A fig tree had shed its soft green fruit onto the pavement next to an old black 1970s Chevrolet. Across the street, a prehistoric-looking bakery had laid that morning’s flatbreads out on carpets unfurled on the cobbles. A retro Volkswagen Beetle trundled one way, a man on a motorbike went the other, and two little boys emerged from the scene carrying the family’s daily bread on their heads, the packets flapping over their ears like deer stalker hats.
On the tiny Hatab Square there was a fishmonger rubbing spices into the scored flesh of a huge fish, while a mother, her young son and a big black cat looked on. Jdeideh was just waking up.
Al Jdeideh is the Christian Quarter. It was built in the 16th century but, since Aleppo is older than God’s godparents, it qualifies as the New City. It’s home to a mixed community of Maronite Christians, Greek Christians, Armenian orthodox Christians and no doubt one or two lapsed Christians. Churches great and small can be found among the grand merchant’s houses, which line narrow cobbled lanes.

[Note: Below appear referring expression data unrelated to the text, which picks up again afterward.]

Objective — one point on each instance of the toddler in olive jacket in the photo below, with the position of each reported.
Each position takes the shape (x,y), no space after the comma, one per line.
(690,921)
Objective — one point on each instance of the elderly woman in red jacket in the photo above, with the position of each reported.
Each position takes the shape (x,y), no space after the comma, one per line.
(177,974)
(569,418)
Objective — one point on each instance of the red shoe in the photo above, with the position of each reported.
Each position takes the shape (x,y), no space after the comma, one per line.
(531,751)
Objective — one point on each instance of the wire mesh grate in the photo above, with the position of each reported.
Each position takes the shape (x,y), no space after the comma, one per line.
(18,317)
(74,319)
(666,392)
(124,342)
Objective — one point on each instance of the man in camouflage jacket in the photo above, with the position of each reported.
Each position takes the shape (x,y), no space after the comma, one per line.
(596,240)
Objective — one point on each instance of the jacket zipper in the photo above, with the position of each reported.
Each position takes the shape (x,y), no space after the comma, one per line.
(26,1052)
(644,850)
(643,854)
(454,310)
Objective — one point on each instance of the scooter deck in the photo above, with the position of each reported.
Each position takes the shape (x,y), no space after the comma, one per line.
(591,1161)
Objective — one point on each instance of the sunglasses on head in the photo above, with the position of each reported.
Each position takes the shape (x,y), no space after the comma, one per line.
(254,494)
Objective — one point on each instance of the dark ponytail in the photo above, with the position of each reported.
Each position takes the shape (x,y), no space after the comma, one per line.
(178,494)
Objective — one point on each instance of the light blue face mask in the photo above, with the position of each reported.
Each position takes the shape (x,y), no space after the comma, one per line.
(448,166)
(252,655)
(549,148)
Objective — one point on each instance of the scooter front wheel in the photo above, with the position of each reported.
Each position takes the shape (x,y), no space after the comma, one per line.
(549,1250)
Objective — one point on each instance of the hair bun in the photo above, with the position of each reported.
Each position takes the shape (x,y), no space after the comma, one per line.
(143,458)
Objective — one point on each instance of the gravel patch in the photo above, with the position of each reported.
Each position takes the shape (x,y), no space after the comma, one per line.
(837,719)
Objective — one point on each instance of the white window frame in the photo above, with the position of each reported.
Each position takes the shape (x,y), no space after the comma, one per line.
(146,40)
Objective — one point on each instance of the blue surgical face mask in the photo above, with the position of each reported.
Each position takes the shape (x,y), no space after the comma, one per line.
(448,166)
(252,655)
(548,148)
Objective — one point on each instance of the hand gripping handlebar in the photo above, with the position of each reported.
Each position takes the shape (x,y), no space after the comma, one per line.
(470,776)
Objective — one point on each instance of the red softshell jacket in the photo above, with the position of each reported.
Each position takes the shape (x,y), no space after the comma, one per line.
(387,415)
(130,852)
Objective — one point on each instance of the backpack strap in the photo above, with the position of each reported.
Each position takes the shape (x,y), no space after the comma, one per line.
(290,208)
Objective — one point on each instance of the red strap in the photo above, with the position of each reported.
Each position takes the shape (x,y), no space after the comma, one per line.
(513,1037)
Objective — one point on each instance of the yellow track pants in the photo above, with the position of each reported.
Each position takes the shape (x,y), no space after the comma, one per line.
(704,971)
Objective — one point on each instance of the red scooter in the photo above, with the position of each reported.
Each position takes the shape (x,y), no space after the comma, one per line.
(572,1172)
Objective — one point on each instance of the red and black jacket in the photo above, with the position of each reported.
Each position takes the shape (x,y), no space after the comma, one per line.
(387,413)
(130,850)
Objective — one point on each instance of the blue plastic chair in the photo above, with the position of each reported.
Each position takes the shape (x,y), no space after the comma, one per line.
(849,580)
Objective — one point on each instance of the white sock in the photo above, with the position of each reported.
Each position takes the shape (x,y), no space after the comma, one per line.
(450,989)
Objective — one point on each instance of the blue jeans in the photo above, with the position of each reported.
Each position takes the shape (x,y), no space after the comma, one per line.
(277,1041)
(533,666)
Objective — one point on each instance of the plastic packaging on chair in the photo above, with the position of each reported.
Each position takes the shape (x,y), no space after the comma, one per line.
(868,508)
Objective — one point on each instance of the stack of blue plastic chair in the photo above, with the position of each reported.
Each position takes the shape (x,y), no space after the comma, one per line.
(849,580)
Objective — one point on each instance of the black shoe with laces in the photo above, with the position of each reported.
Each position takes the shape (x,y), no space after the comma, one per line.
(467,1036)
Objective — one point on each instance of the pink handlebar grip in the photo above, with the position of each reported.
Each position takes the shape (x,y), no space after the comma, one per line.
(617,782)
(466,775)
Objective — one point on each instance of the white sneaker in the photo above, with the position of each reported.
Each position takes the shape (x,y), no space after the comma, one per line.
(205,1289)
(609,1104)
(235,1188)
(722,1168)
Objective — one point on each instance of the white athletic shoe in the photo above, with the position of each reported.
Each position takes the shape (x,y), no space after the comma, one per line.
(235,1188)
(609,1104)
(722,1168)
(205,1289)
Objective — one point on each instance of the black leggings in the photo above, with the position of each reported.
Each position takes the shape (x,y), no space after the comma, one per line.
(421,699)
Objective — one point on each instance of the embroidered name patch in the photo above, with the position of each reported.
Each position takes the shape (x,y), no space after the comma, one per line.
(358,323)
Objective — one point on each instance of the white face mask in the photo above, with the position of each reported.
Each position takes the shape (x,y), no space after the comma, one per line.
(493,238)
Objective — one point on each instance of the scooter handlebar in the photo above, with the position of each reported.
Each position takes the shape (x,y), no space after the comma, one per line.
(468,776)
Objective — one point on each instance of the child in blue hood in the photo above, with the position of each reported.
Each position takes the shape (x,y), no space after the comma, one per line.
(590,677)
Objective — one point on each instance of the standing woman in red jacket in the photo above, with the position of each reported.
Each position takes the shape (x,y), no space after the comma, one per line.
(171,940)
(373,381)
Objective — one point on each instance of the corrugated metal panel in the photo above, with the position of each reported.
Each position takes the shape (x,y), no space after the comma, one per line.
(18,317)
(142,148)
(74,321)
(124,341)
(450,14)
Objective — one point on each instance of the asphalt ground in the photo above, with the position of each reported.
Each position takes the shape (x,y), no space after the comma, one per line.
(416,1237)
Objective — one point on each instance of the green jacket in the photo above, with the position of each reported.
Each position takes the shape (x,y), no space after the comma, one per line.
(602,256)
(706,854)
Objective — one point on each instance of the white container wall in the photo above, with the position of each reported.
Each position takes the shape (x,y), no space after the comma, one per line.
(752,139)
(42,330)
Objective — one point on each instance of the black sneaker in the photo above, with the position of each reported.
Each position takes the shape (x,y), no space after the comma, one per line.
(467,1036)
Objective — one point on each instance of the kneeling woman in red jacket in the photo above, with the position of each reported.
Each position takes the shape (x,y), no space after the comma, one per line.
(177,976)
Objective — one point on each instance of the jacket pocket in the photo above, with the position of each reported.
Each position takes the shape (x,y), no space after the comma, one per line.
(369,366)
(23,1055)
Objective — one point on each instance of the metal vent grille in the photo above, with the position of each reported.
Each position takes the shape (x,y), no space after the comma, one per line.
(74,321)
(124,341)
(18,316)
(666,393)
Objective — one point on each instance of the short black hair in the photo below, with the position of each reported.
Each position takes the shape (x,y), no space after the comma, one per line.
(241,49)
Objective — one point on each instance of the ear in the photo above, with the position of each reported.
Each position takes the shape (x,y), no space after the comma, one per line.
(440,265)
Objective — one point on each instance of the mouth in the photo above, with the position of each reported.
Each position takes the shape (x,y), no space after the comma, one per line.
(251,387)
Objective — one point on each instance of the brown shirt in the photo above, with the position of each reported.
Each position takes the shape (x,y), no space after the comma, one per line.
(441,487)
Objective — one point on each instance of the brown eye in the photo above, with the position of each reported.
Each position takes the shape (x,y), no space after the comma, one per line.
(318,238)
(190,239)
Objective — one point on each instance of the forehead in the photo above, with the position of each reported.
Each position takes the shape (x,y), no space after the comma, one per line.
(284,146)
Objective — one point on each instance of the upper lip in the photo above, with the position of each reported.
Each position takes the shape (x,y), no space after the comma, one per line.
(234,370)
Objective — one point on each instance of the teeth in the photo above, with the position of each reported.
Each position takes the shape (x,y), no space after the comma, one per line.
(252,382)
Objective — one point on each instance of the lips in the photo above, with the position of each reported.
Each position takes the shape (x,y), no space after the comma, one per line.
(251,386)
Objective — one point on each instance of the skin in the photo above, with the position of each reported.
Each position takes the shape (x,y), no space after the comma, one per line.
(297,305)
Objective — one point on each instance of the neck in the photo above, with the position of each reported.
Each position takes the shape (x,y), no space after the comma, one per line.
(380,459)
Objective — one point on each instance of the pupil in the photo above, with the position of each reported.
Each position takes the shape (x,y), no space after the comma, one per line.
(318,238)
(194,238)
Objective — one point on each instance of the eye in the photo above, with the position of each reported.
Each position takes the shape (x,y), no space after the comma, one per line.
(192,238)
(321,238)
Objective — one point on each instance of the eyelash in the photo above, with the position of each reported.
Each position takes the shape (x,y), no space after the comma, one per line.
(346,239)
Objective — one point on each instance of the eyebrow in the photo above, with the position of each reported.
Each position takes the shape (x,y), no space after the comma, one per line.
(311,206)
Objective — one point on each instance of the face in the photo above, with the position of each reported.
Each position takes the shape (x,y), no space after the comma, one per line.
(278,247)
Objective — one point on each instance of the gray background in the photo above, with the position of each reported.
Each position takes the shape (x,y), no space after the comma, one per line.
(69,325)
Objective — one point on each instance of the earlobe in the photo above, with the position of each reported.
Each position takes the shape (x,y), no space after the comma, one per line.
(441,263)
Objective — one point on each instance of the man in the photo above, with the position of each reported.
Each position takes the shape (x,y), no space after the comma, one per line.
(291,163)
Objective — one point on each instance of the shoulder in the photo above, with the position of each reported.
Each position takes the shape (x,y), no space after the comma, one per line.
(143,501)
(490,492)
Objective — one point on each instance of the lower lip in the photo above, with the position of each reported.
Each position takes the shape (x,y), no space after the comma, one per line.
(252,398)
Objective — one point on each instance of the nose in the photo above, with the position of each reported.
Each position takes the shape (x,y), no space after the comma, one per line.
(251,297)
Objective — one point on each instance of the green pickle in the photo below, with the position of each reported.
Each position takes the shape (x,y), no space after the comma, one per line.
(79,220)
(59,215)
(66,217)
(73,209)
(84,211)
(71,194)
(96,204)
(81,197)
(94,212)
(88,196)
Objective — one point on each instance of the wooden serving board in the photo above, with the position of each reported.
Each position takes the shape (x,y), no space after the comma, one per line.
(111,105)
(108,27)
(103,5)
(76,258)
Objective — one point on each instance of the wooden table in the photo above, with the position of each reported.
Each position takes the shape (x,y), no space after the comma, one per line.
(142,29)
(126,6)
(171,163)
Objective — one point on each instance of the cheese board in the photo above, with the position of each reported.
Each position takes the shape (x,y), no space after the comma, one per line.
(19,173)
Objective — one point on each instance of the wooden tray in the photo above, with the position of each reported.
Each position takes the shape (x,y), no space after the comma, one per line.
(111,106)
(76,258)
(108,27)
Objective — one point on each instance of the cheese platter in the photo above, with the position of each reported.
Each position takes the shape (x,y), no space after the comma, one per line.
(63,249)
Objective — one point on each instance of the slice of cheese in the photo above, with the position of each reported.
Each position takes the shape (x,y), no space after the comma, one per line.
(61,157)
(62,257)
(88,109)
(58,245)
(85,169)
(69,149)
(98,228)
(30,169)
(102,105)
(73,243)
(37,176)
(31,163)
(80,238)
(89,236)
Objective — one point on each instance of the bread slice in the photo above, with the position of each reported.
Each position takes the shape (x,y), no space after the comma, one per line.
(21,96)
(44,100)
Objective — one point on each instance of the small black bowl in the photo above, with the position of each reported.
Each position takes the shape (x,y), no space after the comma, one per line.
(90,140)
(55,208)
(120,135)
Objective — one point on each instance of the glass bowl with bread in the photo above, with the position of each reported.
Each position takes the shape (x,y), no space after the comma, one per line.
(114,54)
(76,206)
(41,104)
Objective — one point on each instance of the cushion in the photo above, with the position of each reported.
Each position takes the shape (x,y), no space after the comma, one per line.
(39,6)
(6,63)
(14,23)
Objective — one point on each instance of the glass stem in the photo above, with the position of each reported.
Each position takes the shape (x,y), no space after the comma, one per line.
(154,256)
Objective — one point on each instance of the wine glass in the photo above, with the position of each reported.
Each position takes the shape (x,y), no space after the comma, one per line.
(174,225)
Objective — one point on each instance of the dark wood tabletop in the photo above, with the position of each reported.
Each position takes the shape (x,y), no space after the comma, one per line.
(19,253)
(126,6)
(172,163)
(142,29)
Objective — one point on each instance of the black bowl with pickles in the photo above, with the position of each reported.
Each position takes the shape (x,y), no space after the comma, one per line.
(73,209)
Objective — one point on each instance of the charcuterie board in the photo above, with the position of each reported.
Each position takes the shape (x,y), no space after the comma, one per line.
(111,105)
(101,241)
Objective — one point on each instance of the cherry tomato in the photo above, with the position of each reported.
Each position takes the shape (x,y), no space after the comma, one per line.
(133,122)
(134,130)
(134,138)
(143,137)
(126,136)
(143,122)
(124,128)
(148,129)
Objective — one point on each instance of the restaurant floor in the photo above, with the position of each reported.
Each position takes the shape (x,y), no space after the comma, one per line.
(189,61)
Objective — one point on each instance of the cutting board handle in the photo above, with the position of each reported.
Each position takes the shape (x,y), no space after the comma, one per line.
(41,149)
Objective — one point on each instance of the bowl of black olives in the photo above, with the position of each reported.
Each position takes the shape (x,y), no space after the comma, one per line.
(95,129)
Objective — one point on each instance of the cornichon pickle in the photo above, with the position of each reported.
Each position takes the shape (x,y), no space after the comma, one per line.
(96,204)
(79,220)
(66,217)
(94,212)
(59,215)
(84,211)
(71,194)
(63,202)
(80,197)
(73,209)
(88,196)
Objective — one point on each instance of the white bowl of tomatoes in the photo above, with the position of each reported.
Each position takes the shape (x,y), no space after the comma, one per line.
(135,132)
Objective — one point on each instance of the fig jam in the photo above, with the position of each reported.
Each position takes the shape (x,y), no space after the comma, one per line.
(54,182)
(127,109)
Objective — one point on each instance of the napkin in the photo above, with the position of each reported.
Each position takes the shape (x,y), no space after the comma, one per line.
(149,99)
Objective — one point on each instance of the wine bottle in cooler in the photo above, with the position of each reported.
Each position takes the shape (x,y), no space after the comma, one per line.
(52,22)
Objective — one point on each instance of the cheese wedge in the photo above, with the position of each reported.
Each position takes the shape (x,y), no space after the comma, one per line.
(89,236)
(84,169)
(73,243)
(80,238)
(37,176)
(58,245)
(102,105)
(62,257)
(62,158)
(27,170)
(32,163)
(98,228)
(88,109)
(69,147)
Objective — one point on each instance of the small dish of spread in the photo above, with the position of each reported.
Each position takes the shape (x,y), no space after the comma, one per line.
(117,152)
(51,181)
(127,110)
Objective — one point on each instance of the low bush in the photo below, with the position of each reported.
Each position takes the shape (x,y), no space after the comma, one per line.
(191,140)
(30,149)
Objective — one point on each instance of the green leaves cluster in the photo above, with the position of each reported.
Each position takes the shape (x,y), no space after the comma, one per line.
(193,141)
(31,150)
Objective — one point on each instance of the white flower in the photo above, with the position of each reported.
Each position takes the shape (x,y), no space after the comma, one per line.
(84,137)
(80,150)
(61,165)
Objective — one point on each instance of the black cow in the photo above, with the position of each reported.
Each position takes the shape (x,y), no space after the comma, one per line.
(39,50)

The passageways and alleys are full of lanterns, gabled first-floor windows, wooden shutters and strangled electricity cables. If the scarred stone walls could tell tales, it would take a million and one nights to tell them all.
There are merchants’ houses that have been converted into inns catering to the growing trickle of tourists. Their courtyard restaurants occupy serene spaces decorated with orientalist tat, dark wood carvings, wrought-iron bannisters and ivy creeping across pale walls.
At Beit Sissi (Sissi House) I had muhammara, a very spicy red pepper dip garnished with walnuts and cucumber, drenched in sweet pomegranate molasses.
The fattoush salad, feistily sprinkled with lemon juice and sumac, offered shards of crispy fried bread to scoop up the dip.
A flatbread’s flip from Sissi was Zmorod. There I ordered what is perhaps the definitive Aleppian dish, the ultimate product of the region’s fertile land and mercantile history: kabab bil karaz, the famous cherry kebab. Rounded nuggets of minced lamb had been cooked on skewers to a state of succulence and slathered in a gooey slick of dark red cherry sauce.
These were the locally grown wishna cherries that were just coming into season, like the ones I’d seen at the souk. It was a test for the palate, a sortie of flavours bombarding the taste buds with sweet and sour, before strafing it with spice. It was intense.
I upgraded from vinegary Syrian wine to arak, cloudily diluted with water. Its muted aniseed notes cut through the sweet and sour of the cherry kebab, and balanced the tart acidity of the accompanying fattoush. It played a similar palate-adjusting role to sake in Japanese cuisine, but, thankfully, it’s much cheaper to buy the good stuff.
I wandered into the Armenian quarter, which had flourished with refugees who had fled their homeland during the early 20th century genocide perpetrated by the Ottomans. At Kasr Al Wali, I was keen to see how Armenians had shaped Aleppo’s tastes. The basturma offered heavenly slices of cured meat, a blush of crimson flesh that intensified to a deep purple close to its spice-encrusted edge. I had yalanji, cold stuffed vine leaves folded into neat triangular parcels, and sojouk or spiced sausage meat rolled in flatbread. But when it came to the main course, I wanted to go off-menu.
“Do you like chicken?” asked the young waiter. “I have Armenian speciality. Not for restaurant but for house. Home cooking. Traditional. One hundred percent Armenian.”
The plate arrived with a mound of chicken pieces, peppers, mushrooms, sweetcorn and onion in a thick tomato sauce. It was accompanied by French fries and sauteed vegetables, and showered with grated parmesan.
“What’s it called?” I asked.
“Chicken Mexicana,” replied the waiter with a shrug. It was heartening to know that, in spite of their blighted past, the Armenians still liked a laugh.